# Is this a hen or roo??



## whitetail98 (Mar 26, 2013)

Hi I have a white silkie hen/roo but I can't figure out what is it?!? If you have any idea please help me!


----------



## Energyvet (Jul 25, 2012)

Looks like a young cockerel to me due to those streamers from the head. Only boys get those.


----------



## calliedc (Mar 29, 2013)

I think it's a rooster but I'm not to sure


----------



## Apyl (Jun 20, 2012)

Looks like a rooster.


----------



## lovemychickens (Jan 20, 2013)

Pick a boys name)


----------



## fuzziebutt (Aug 7, 2012)

Rastuss!!!!


----------



## Energyvet (Jul 25, 2012)

Streamers on the head. Only Roos get those. 

White knight.
Mr. Clean
Milk


----------



## taramedlin (Mar 30, 2013)

*Silkie?*

Sorry to sound dumb but I am new to this. Is that even a silkie? I thought they all had blueish black earlobes??? He appears to have whitish ones??


----------



## calliedc (Mar 29, 2013)

I think the silkie is a hen


----------



## fuzziebutt (Aug 7, 2012)

taramedlin said:


> Sorry to sound dumb but I am new to this. Is that even a silkie? I thought they all had blueish black earlobes??? He appears to have whitish ones??

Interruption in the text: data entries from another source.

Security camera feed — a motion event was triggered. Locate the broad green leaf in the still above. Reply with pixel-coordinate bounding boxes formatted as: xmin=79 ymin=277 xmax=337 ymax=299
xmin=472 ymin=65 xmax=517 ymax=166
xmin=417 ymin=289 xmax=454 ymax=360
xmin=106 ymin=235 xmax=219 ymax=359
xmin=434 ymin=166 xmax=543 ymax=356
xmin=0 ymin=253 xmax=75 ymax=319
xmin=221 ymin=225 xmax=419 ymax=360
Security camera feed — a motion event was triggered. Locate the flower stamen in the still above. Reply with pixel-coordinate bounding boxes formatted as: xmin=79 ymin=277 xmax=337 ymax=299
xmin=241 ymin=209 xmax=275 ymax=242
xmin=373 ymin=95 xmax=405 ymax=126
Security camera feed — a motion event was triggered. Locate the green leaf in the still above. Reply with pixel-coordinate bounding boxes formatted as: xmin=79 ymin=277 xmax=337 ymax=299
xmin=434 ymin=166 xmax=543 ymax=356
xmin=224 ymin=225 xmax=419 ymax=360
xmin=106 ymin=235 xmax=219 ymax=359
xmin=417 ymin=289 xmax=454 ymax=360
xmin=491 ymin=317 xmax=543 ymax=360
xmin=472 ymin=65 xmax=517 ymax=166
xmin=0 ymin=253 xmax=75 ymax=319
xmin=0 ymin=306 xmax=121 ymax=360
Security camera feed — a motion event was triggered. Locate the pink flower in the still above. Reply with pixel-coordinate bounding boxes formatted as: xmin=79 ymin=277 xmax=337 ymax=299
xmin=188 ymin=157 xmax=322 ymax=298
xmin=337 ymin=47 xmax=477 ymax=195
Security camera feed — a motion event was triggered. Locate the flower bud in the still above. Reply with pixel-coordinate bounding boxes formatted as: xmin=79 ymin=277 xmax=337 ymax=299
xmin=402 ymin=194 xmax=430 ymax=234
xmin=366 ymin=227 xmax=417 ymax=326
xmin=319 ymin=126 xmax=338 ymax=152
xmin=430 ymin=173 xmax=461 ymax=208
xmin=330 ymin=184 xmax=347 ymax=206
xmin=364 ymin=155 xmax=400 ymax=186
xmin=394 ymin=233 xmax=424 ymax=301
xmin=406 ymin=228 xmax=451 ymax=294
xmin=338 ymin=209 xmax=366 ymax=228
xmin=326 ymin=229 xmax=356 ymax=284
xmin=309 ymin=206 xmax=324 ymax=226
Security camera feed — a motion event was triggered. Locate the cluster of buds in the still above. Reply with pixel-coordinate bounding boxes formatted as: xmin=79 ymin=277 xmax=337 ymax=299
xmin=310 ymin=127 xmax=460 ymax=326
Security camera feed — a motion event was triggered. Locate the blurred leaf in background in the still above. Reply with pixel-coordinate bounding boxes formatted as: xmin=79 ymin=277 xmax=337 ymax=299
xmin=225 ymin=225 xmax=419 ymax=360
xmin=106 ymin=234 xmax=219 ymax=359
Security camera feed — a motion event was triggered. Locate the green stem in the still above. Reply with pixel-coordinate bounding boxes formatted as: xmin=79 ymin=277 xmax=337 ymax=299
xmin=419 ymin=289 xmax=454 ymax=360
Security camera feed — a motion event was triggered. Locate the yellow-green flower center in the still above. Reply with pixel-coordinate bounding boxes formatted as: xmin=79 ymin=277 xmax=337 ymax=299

That is a fantastic observation!! I didn't notice it until you mentioned it. He has to be a mix, because he would have the black skin, beak toes, and comb and earlobes. Good catch!!

Count his toes!!


----------



## taramedlin (Mar 30, 2013)

*Mix*

Okay thank you!! I was starting to think I spent so much time researching silkies before I got them and i still didn't know what I was talking about.


----------